Patenteado por Gustave Liebon no ano de 1903, foi no ano de 1896 que se registou a sua primeira utilização.  A sua importância para a segurança passiva encontra-se ao nível de importância dos pneus para a segurança ativa. Ou seja, não colocar o cinto de segurança quando se está em circulação, mesmo em trajetos curtos, é igual a circular com pneus com desgaste superior ao admissível por Lei ou em estado de degradação avançado.

No ano de 2005, com a alteração ocorrida no código da estrada português, a sua utilização passou a ser, também, obrigatória, pelos passageiros transportados no banco traseiro. Mais recentemente esta imposição foi alargada também aos passageiros  de autocarros  de transporte não urbano.  Os passageiros de autocarro de transporte urbano ficam, mal, isentos desse uso.

O cinto de segurança ao longo dos tempos

Inicialmente, quando da sua invenção, o cinto de segurança era de dois pontos, ou seja, apenas atuava ao nível subabdominal, distribuindo a força em si exercida apenas em dois pontos de apoio. Com uma natural evolução, o cinto de segurança passou a ser de três pontos, passando não apenas a atuar na zona quadril, mas também na área toráxica.  Conseguiu-se deste modo que a zona do tronco não fosse projetada para diante, não apenas em colisão frontal mas também na diminuição súbita do veículo por intervenção no travão de serviço.
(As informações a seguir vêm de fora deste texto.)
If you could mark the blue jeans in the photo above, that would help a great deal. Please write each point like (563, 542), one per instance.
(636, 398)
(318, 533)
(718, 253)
Uma vez que poderiam ser vários os utilizadores  condutores de um veículo, houve a necessidade de evoluir o sistema de ajuste do cinto de segurança, passando de manual para automático.  O que antes era incomodativo na regulação do tamanho da fita do cinto de segurança, agora o facto desta estar enrolada a um sistema mecânico composto por uma mola, permite ao utilizador desenrolar a fita necessária à sua dimensão. Em termos de comodidade conseguiu-se um acréscimo fantástico.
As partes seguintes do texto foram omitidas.